Sunday, March 4, 2012

Because of my recent discovery that (a) I am tall and need to lengthen sweaters, and (b) I therefore need to buy more yarn than a pattern calls for, I am finding myself up knitting creek without enough yarn for my current WIP. 

I'm making Aidez with Cascade Eco Wool, just to be completely original.  These are monster skeins--250 grams and 487 yards.  My ball winder shuddered in fear at just the thought of balling those puppies up.  I had two skeins in my stash that I bought last year before the price of wool increased.  Most people on Ravelry were able to finish their sweaters with just two skeins, so I started the sweater with confidence that I would be fine. 

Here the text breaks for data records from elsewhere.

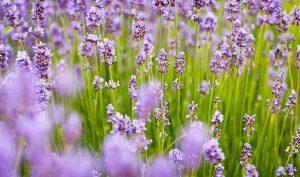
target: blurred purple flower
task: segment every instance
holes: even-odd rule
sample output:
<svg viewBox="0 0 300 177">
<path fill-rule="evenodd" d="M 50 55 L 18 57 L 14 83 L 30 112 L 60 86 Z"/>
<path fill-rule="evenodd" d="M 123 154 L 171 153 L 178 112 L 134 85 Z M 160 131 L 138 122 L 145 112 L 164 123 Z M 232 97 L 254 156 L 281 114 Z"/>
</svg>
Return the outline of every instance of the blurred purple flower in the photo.
<svg viewBox="0 0 300 177">
<path fill-rule="evenodd" d="M 136 114 L 143 120 L 149 121 L 152 109 L 163 98 L 161 85 L 157 81 L 151 81 L 138 89 L 138 101 L 135 105 Z"/>
<path fill-rule="evenodd" d="M 150 163 L 147 177 L 177 177 L 176 168 L 167 158 L 160 157 Z"/>
<path fill-rule="evenodd" d="M 68 144 L 76 143 L 81 135 L 81 119 L 76 113 L 71 113 L 63 125 L 66 142 Z"/>
<path fill-rule="evenodd" d="M 111 177 L 140 177 L 140 159 L 129 151 L 122 135 L 109 135 L 103 145 L 105 172 Z"/>
<path fill-rule="evenodd" d="M 200 164 L 204 152 L 203 145 L 209 139 L 209 130 L 202 122 L 193 122 L 182 131 L 180 143 L 188 168 L 196 168 Z"/>
</svg>

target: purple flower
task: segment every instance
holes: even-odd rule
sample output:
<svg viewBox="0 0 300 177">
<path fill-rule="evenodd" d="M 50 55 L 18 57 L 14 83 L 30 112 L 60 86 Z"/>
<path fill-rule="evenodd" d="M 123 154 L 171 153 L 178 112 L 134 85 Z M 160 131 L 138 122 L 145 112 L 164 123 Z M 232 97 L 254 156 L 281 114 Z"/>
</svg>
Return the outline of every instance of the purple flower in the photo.
<svg viewBox="0 0 300 177">
<path fill-rule="evenodd" d="M 193 6 L 201 9 L 209 4 L 209 0 L 193 0 Z"/>
<path fill-rule="evenodd" d="M 299 152 L 299 146 L 300 146 L 300 128 L 298 128 L 296 133 L 293 135 L 288 150 L 291 151 L 292 155 L 295 156 Z"/>
<path fill-rule="evenodd" d="M 169 151 L 169 159 L 176 165 L 179 174 L 183 173 L 184 170 L 184 155 L 178 149 Z"/>
<path fill-rule="evenodd" d="M 129 142 L 124 136 L 109 135 L 103 145 L 103 165 L 111 177 L 139 177 L 140 160 L 129 151 Z"/>
<path fill-rule="evenodd" d="M 136 114 L 143 120 L 149 121 L 152 109 L 163 98 L 161 85 L 157 81 L 151 81 L 138 89 L 138 101 L 135 105 Z"/>
<path fill-rule="evenodd" d="M 147 139 L 145 134 L 134 134 L 129 141 L 130 151 L 139 153 L 147 151 L 152 143 L 152 140 Z"/>
<path fill-rule="evenodd" d="M 200 164 L 204 152 L 204 144 L 209 139 L 209 131 L 202 122 L 193 122 L 182 132 L 180 143 L 184 154 L 184 163 L 188 168 L 196 168 Z"/>
<path fill-rule="evenodd" d="M 131 133 L 130 118 L 127 115 L 123 116 L 119 112 L 116 112 L 111 104 L 107 106 L 107 116 L 108 122 L 112 124 L 112 133 L 120 135 Z"/>
<path fill-rule="evenodd" d="M 5 9 L 5 22 L 7 25 L 12 27 L 18 27 L 21 25 L 23 21 L 23 17 L 21 15 L 20 10 L 15 2 L 10 2 L 5 0 L 3 2 L 3 6 Z"/>
<path fill-rule="evenodd" d="M 170 125 L 168 102 L 163 101 L 160 107 L 156 108 L 154 112 L 155 112 L 155 118 L 158 121 L 157 124 Z"/>
<path fill-rule="evenodd" d="M 237 0 L 229 0 L 225 2 L 225 18 L 231 22 L 237 21 L 240 18 L 241 4 Z"/>
<path fill-rule="evenodd" d="M 290 96 L 288 97 L 288 100 L 285 103 L 286 109 L 289 111 L 291 115 L 294 115 L 294 108 L 297 104 L 297 92 L 293 89 L 291 91 Z"/>
<path fill-rule="evenodd" d="M 168 6 L 168 0 L 152 0 L 153 10 L 158 14 L 162 15 L 165 13 L 165 9 Z"/>
<path fill-rule="evenodd" d="M 46 44 L 40 42 L 33 47 L 33 62 L 35 74 L 38 78 L 47 79 L 49 77 L 49 72 L 51 69 L 51 58 L 52 53 Z"/>
<path fill-rule="evenodd" d="M 147 177 L 177 177 L 176 168 L 167 158 L 160 157 L 149 165 Z"/>
<path fill-rule="evenodd" d="M 83 40 L 78 47 L 79 54 L 83 57 L 90 57 L 94 52 L 94 45 L 92 42 Z"/>
<path fill-rule="evenodd" d="M 211 88 L 211 85 L 207 81 L 202 81 L 199 86 L 199 91 L 202 95 L 207 95 L 209 93 L 209 90 Z"/>
<path fill-rule="evenodd" d="M 157 70 L 161 73 L 161 74 L 166 74 L 168 72 L 168 65 L 169 65 L 169 61 L 168 61 L 168 54 L 165 51 L 165 49 L 161 49 L 159 51 L 159 54 L 156 58 L 156 61 L 158 63 L 157 66 Z"/>
<path fill-rule="evenodd" d="M 38 111 L 44 111 L 47 109 L 48 101 L 51 97 L 51 84 L 47 83 L 43 79 L 36 81 L 35 94 L 36 94 L 36 109 Z"/>
<path fill-rule="evenodd" d="M 46 19 L 46 0 L 35 0 L 32 5 L 31 18 L 36 23 L 43 23 Z"/>
<path fill-rule="evenodd" d="M 16 177 L 14 165 L 17 155 L 15 137 L 0 122 L 0 177 Z"/>
<path fill-rule="evenodd" d="M 61 96 L 72 97 L 81 88 L 80 77 L 76 71 L 71 68 L 63 68 L 58 70 L 55 77 L 55 89 Z"/>
<path fill-rule="evenodd" d="M 218 163 L 216 165 L 216 170 L 215 170 L 214 177 L 225 177 L 224 174 L 223 174 L 223 170 L 224 170 L 223 165 L 221 163 Z"/>
<path fill-rule="evenodd" d="M 188 113 L 186 115 L 186 118 L 192 122 L 197 120 L 197 110 L 198 110 L 198 104 L 195 104 L 194 101 L 188 105 Z"/>
<path fill-rule="evenodd" d="M 286 174 L 288 176 L 295 176 L 296 171 L 296 167 L 294 167 L 293 164 L 288 164 L 286 166 Z"/>
<path fill-rule="evenodd" d="M 105 81 L 102 77 L 95 76 L 94 80 L 93 80 L 94 90 L 96 92 L 98 92 L 99 90 L 102 90 L 104 88 L 104 83 L 105 83 Z"/>
<path fill-rule="evenodd" d="M 4 118 L 15 120 L 16 112 L 31 114 L 36 101 L 35 78 L 32 74 L 13 72 L 0 86 L 0 112 Z"/>
<path fill-rule="evenodd" d="M 258 177 L 258 172 L 254 165 L 248 164 L 246 166 L 246 174 L 245 177 Z"/>
<path fill-rule="evenodd" d="M 144 50 L 141 50 L 137 55 L 136 55 L 136 61 L 138 65 L 142 65 L 147 59 L 146 52 Z"/>
<path fill-rule="evenodd" d="M 84 151 L 66 153 L 53 161 L 58 177 L 90 177 L 95 164 L 91 154 Z"/>
<path fill-rule="evenodd" d="M 77 142 L 81 135 L 81 119 L 76 113 L 71 113 L 63 125 L 68 144 Z"/>
<path fill-rule="evenodd" d="M 183 74 L 185 70 L 185 53 L 179 52 L 175 60 L 175 71 L 177 74 Z"/>
<path fill-rule="evenodd" d="M 22 73 L 32 71 L 32 64 L 26 51 L 18 51 L 15 66 Z"/>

I scoured Ravelry for people making the same size (44") with the same needle size (9), and it looks like most people still used just two skeins.  But I decided to add an extra inch to the body length, and I started to get nervous.  The first skein got me through the back and the left front, except the last two inches.  So I started looking around for a third skein.

This must be the smallest dye lot in the history of yarn.  I could only find one person on Rav with the same dye lot, and hers wasn't for sale.  I did find the same shade, although different dye lot, at a local-ish yarn store, and I figured that was as close as I was going to get.  The new skein is very, very close to my old skeins.  But what's the old saying?  Close only counts in hand grenades and horseshoes?  (Wow, what a lovely saying.) 

I swatched the two together, and the difference is detectable.  How detectable to people other than me, I don't know.  I don't think it's so bad where I alternated every two rows.  Can you see a difference? 

The stripes are more visible on the bottom of the swatch, where I alternated every 8 rows. 
Alternating every two rows.
The new one isn't as brown as the old one.  I have just the two sleeves left to do.  What approach should I take? 
  1. Knit one sleeve from the remaining skein, then knit the second sleeve from the new skein.
  2. Knit both sleeves from the new skein.
  3. Knit both cuffs from the new skein and the sleeves from the old skein, hoping the old skein holds out for both sleeves.
  4. Knit both sleeves with both skeins, alternating every two rows. 
  5. Knit both sleeves from old skein, and switch to new skein when I run out. 
Clearly, this is ridiculous.  I've never run out of yarn before, so I've never faced these kinds of decisions.  But I didn't put this much thought into choosing grad schools.  The longer I think about it, the more options I discover.  (Knit one sleeve with old skein, knit second sleeve alternating new and old skeins.  Alternate skeins with greater/lesser frequency the closer I get to the sleeve cap so that the cap will be mostly old skein so as to match front and back knit from just old skeins ...  The polar ice caps are melting, and my most pressing concern is two different dye lots of yarn.)

From a distance, it's not too bad.  (Hello, poor, sad, neglected Granny Stripe in the corner!)
In the end, I'm going with option 4.  It's the most time consuming, but the safest in terms of producing two identical sleeves with the best hope of matching the rest of the sweater. 

In these circumstances, what would you do? 

1 comment:

  1. In these circumstances I know that I SHOULD do what you are doing and alternate knitting with the 2 yarns, but knowing me and how 'lazy' I get and my need for instant gratification I probably would have made both sleeves with the new yarn, so that they would match and the whole body of the sweater would be the same also. Hmmmm I think you made a good decision though, I hope it doesn't take much longer to knit, that sweater is such a pretty pattern after all.